Peek-A-boo mit der Endlosigkeit.
Einen surrealistisch spannenden Blick auf das Unendliche gewährt IMMER am Toihaus Theater in Salzburg.
„Immer“ ist ein ziemlich starkes Wort, so unscheinbar es auch daherkommen mag. Wie eine kleine adverbalisierte Ameise schleppt es viel zu große konnotierte Lasten mit sich herum. Das wird sich zwar auch in Zukunft nicht ändern, dafür darf das Adverb jetzt die viel gerühmten fünf Minuten im Rampenlicht genießen. Myrto Dimitriadiou nahm sich nämlich des großen, kleinen Wörtleins an und widmete ihm gleich ein ganzes Stück: IMMER. THEATRALISCH-MUSIKALISCHES FENSTER INS UNENDLICHE. (Idee/Regie: M. Dimitriadiou, Performance: Andreas Simma, Musik/ Musikkomposition: Gudrun Raber-Plaichinger, Yoko Yagihara, Yorgos Pervolarakis, Bühne/ Kostüm: Ragna Heiny, choreographische Begleitung: Katharina Schrott, Licht: Alexander Breitner).

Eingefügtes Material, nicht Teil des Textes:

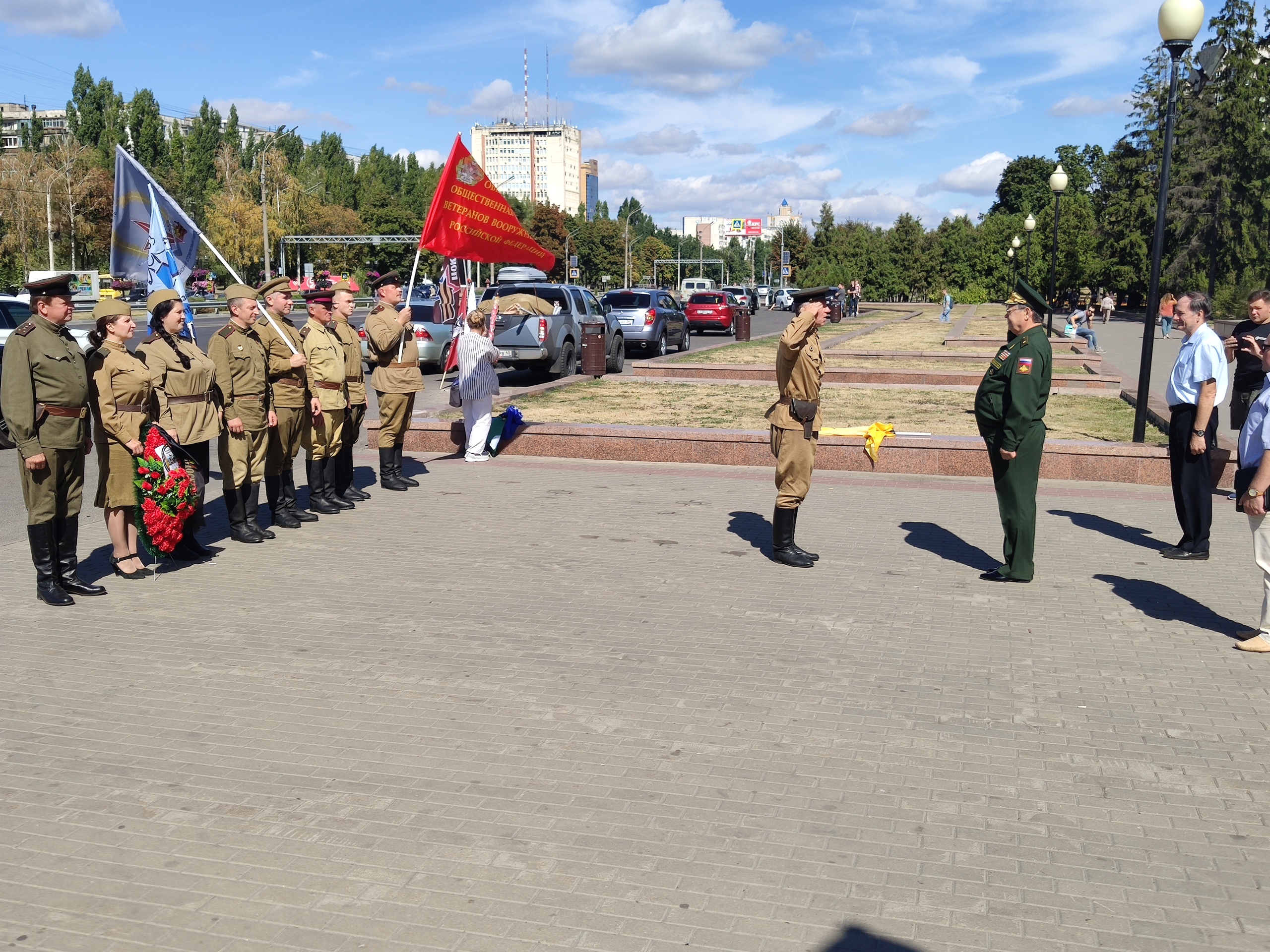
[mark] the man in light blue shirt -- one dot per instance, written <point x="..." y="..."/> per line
<point x="1197" y="388"/>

Im Toihaus wurde ein surrealistisch-kreativer Nicht-Ort konstruiert, der alle bisher bekannten Gesetze außer Kraft setzt. Ein bisschen erinnert die Szenerie deshalb auch an „Alice im Wunderland“ oder an einen Besuch in einem ziemlich psychedelischen Kaffeehaus. An drei der vier kleinen Kaffeehaustischchen sitzen die Künstler*innen (A. Simma, Y. Yagihara, Y. Pervolarakis). Es herrscht absolute Stille bis auf das leichte rhythmische Geräusch, das die Rolle aus Holz evoziert, die Y. Pervolarakis wie nebenbei über den Tisch gleiten lässt. (Und ja, auch bis auf die Vorderfrau, deren Magen unvermutet ein lautes Grummeln vernehmen lässt.)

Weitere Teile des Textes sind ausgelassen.